Cities and utilities in the US are increasingly relying on data analytics tools to advance their smart systems infrastructure, even as municipal leaders grapple with how to pay for these upgrades. Fulfilling the smart city promise will require integrating communication technology and increasing stakeholder engagement.
This combination will help transform cities and infrastructure, according to Black & Veatch’s just-released “2017 Strategic Directions: Smart City/Smart Utility Report”.
The report addresses the interlocking pieces of the smart city ecosystem and their effects on public safety, quality of life and sustainability. Technology is changing how first responders, government officials, public agencies and transportation fleets operate.
Alternative fuel sources and electric vehicle programs are transforming the movement of people and goods, while smart street systems create opportunities to generate value from existing municipal assets.
Utilities are making significant strides in modernizing grid infrastructure. Exploring the integration of distributed energy resources (DER) will be key to master planning as more renewable energy makes its way onto the grid.
“Cities are poised to be the centres of technological deployment,” says Fred Ellermeier, vice-president and MD of Black & Veatch’s Smart Integrated Infrastructure (SII) business. “Many are already driving advancements in intelligent transportation systems and initiatives. They are rapidly moving past pilot phases to use advanced data networks to improve resident experiences across municipal departments and services.
“Maintaining this momentum, however, will require the ability to see the larger nexus connecting data with critical infrastructure,” Ellermeier adds. Many cities, he notes, have appointed chief innovation officers charged with understanding the technology landscape and championing smarter solutions.
While municipalities see the benefits of smart city initiatives and endorse long-term planning, the report found that they continue to overcome financial barriers. As a result, alternative strategies such as public private partnerships, generating tax revenue from increased economic development, monetizing data and leasing access to community-owned assets are becoming reality.

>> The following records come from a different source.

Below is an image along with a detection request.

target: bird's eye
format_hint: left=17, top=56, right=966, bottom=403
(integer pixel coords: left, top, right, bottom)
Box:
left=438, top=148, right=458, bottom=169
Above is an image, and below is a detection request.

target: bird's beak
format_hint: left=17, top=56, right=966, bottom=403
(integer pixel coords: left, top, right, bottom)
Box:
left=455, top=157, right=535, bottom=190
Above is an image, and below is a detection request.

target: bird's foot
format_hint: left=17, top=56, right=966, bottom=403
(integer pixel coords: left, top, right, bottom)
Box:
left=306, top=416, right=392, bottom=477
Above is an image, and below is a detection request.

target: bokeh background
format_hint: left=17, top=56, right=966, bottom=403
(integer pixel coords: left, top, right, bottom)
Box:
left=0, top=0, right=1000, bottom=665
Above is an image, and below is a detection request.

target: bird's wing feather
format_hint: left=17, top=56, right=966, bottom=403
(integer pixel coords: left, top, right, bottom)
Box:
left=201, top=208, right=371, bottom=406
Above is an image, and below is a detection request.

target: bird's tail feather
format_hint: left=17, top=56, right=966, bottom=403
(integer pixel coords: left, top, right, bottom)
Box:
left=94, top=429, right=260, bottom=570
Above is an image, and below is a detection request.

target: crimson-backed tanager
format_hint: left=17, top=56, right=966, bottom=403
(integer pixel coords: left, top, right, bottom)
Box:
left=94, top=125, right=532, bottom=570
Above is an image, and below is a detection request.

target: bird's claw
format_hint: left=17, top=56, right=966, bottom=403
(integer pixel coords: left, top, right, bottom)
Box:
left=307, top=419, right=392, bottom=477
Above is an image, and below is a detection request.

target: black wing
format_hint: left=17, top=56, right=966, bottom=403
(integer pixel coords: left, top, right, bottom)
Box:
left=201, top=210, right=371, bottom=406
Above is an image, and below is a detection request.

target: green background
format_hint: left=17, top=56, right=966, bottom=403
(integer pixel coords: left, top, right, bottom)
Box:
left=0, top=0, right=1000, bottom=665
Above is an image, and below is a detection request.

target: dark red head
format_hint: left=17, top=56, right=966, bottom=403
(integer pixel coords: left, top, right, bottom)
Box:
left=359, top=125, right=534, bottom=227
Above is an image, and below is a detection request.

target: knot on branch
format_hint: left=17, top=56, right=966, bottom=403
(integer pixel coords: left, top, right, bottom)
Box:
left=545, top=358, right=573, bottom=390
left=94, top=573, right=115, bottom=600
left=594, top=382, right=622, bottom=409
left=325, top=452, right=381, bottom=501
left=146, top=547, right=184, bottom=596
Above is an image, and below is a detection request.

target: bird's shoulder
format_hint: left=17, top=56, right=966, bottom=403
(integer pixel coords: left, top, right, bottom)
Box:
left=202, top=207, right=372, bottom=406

Utilities, with their vast communications networks and automated systems, are betting on digitization to deliver reliable and efficient service going forward. Increased network connectivity can help optimize smart grid deployments by allowing for proactive system monitoring. DER continues to change the game as utilities consider long-term system planning and real-time load balancing to support future technology investments.

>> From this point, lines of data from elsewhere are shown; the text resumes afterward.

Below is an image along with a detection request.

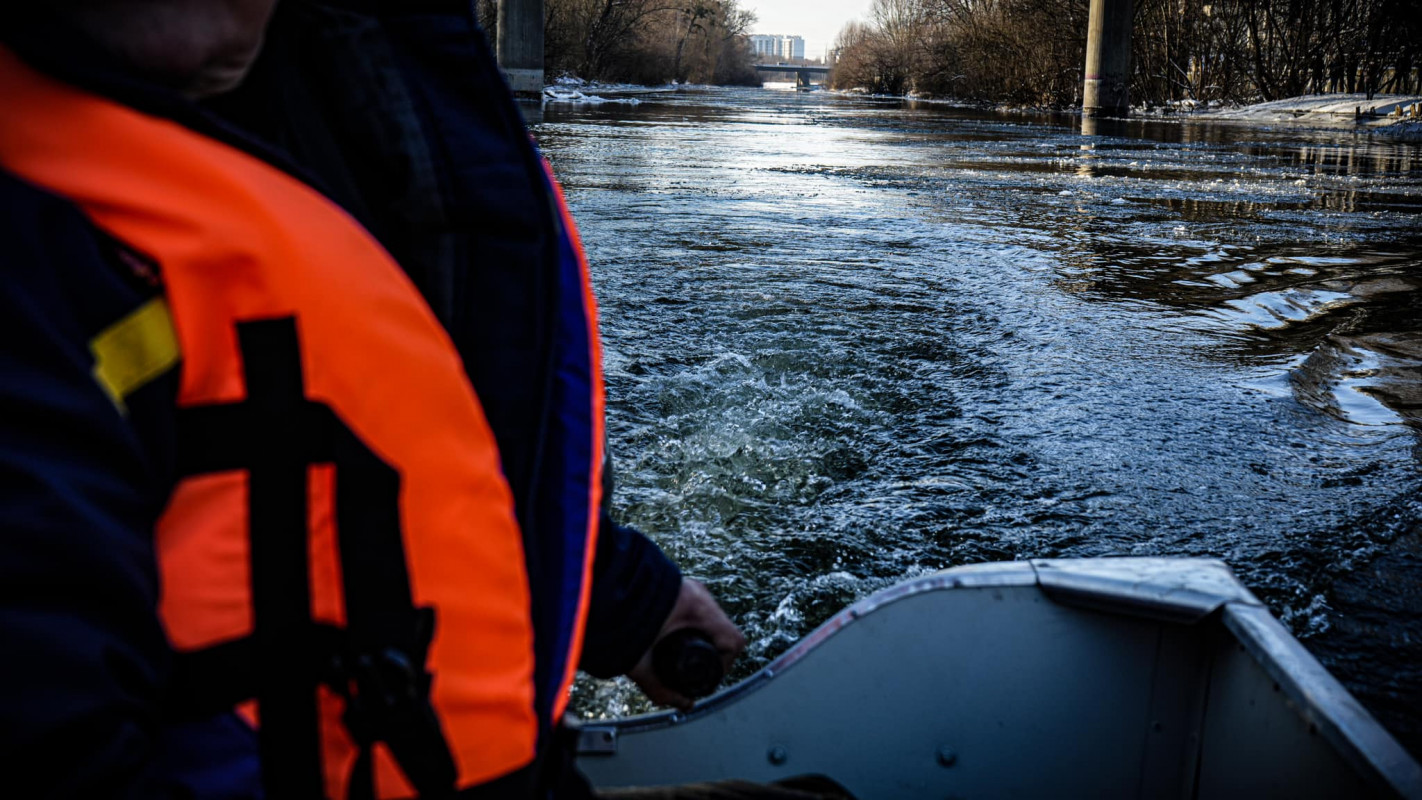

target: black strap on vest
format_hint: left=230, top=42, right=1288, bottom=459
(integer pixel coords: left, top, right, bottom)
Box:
left=172, top=317, right=458, bottom=800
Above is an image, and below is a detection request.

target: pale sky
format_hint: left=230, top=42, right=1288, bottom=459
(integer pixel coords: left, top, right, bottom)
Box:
left=741, top=0, right=872, bottom=58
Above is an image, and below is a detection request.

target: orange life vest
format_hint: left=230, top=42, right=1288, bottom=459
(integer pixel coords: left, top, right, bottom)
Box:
left=0, top=50, right=602, bottom=797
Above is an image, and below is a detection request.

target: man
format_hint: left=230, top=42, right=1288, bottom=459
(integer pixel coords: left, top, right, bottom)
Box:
left=0, top=0, right=744, bottom=797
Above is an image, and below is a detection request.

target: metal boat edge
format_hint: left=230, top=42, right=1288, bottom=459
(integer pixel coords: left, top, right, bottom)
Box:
left=579, top=557, right=1422, bottom=800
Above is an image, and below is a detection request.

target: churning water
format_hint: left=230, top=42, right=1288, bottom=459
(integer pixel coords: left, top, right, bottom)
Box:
left=528, top=90, right=1422, bottom=749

“Utility leaders are keenly aware that investing in assets that generate actionable data will allow them to ward off obsolescence and improve customer service,” says John Chevrette, president of Black & Veatch’s management consulting business. “Critical to this is the analysis of investments from a cost-benefit perspective, and evaluating customer need to better target investments.”
Other key findings include:
* Nearly 40% of survey respondents anticipate widespread adoption and implementation of smart city initiatives across the US in the next six to 10 years.
* About three-quarters of municipalities and smart service provider respondents indicated that public private partnerships may be the most effective financing model.
* To support future DER growth, 66% of survey respondents are considering automated long-term system planning applications.